K

4 0 0
                                    

Engkau ingat, pembaca? Kabar yang dari Pi’anan beberapa waktu lalu tentang salah seorang kawan dari kelas lain melihatku jalan dengan Diksa di minggu malam, itu sudah sampai pada Kak Irawan yang kini pukul empat sore usai jam pelajaran memintaku bertemu. Sedang, Diksa berkata padaku dia akan main futsal di lapangan dengan kawan-kawannya selagi menungguku usai. Dilema yang tak seharusnya. Terlebih, siang tadi Diksa pula lah yang  mengantarku ke sekolah usai ia pulang sebab jadwal kami tak sama.

“Kak!” Kristina dan Nunuk yang keluar kelas bersamaku menyapa Kak Irawan yang sudah menunggu di depan kelas. Mereka berlalu, sedang aku menemuinya.

Kak Irawan tak mengajak ke tempat lain karena kukira dia ingin berbicara cukup serius, tetapi dia membicarakan tentang Diksa di sini saja, di depan kelasku sahaja.

“Kau sekarang bersama Diksa?” tanyanya  tak basa-basi.

Aku diam sebentar, sedang mencerna situasi. Apakah dia marah? Apakah dia cemburu? Apakah dia kesal dengan keadaan ini?

“Aku bukan dengannya,”

“Lalu? Engkau diantarnya siang tadi, engkau jalan dengannya kemarin minggu?” Kak Irawan nampak kesal.

“Ya, tapi aku bukan dengannya,”

“Lalu apa jadinya?”

“Aku tidak ada apa-apa dengannya,”

“Lalu apa jadi aku menyebutnya? Engkau baru saja memutuskan hubungan denganku dan engkau bersama yang lain begitu sehari setelah putus.” Aku tahu Kak Irawan curiga atas banyak hal yang sudah terjadi. “Engkau memang sudah bersamanya?”

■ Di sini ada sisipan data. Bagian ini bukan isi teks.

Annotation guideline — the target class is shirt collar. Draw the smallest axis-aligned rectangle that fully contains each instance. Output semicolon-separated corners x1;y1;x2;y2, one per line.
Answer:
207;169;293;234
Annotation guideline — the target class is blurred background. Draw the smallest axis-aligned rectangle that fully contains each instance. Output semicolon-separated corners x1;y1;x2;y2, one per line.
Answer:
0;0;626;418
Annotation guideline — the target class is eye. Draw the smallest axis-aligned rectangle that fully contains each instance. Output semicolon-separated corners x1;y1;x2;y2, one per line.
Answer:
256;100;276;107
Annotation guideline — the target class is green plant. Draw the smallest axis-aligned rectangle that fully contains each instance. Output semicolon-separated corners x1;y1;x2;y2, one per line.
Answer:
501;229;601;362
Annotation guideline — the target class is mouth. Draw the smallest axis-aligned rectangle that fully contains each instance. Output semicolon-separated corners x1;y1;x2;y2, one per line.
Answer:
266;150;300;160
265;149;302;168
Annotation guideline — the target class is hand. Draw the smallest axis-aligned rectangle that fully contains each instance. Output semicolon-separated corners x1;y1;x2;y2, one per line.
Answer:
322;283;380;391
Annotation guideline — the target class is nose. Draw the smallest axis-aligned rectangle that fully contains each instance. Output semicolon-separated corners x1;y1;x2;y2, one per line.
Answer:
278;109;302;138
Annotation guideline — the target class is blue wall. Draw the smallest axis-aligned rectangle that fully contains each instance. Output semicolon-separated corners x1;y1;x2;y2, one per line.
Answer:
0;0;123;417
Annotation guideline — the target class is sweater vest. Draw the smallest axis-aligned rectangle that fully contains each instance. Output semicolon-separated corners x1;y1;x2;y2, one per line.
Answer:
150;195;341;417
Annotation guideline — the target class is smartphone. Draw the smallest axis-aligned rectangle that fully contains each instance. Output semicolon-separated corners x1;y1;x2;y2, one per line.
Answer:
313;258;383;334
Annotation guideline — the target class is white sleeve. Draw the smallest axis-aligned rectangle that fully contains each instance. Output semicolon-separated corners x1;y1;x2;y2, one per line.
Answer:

“Tidak! Aku bahkan tidak mengenalnya.” Aku menyangkal, karena memang yang sebenarnya adalah demikian.

“Maksud mu?” dia menuntut jawaban.

Atmosfer tak menyenangkan mulai mengelilingiku. Sekali pun aku menjelaskan, ia tak akan benar-benar paham situasinya. Aku menatapnya, mencoba meyakinkan bahwa aku tak berniat pergi darinya untuk kepada yang lain. Tidak, sama sekali tidak. Sebab apa yang terjadi padaku akhir-akhir ini pun adalah yang tak aku duga.

“Benar aku dengannya di hari minggu lalu,” jawabku pelan. “Tapi aku tak pernah berniat pergi dari mu sebab siapa-siapa. Tidak ada yang lain. Dia kepadaku juga baru beberapa waktu lalu. Aku tak mengenalnya, aku tak tahu dia siapa, aku tak tahu asal usulnya,” jelasku panjang lebar dan dia diam.

“Maaf menuduh mu,”

“Tidak,” jawabku cepat berusaha menutupi rasa bersalahnya karena mendadak memarahiku. “Engkau boleh berpikir apa saja atas diriku.”

Dia diam. Aku diam. Dan di selanya aku mendengar seretan sepatu yang berjalan di koridor yang kemudian hening kembali. Langkah itu berhenti. Berhenti di yang tak jauh dari aku dan Kak Irawan berdiri. Berhenti menatap aku dengan sorot matanya yang bertanya-tanya dan sejurus kemudian paham, paham akan situasinya. Ia berhenti dalam tegak yang mengamati.

Aku menatapnya yang jauh. Kira-kira, apa yang sedang ia pikirkan? Apa yang sedang ia pertanyakan? Hening ini menyudutkanku. Perbincangan dengan kak Irawan sengaja tak kuteruskan.

“Itu, dia, Diksa,” kata kak Irawan padaku, pelan.

Aku menanggapinya dengan secuil senyum tak bermakna. Canggung sudah. Sungguh amat riuh pikiranku dihadapkan dengan situasi semacam ini. Dan, kak Irawan berlalu, melawan arah dari keberadaanku dengan Diksa. Dia marah atas keadaan.

Pada saat itu Diksa juga tak mengungkap sepatah kata pun, cukup mengedikkan kepalanya ke arah parkiran yang mengisyaratkan dia akan menunggu di sana, dan kemudian berlalu tanpa aku. Beberapa menit lamanya, aku termenung sendiri. Sehabisnya kemudian aku berjalan menuju Diksa yang sudah menunggu ku pulang. Dia sedang bersama kawan-kawannya, usai bermain futsal. Seragamnya lusuh seperti biasa.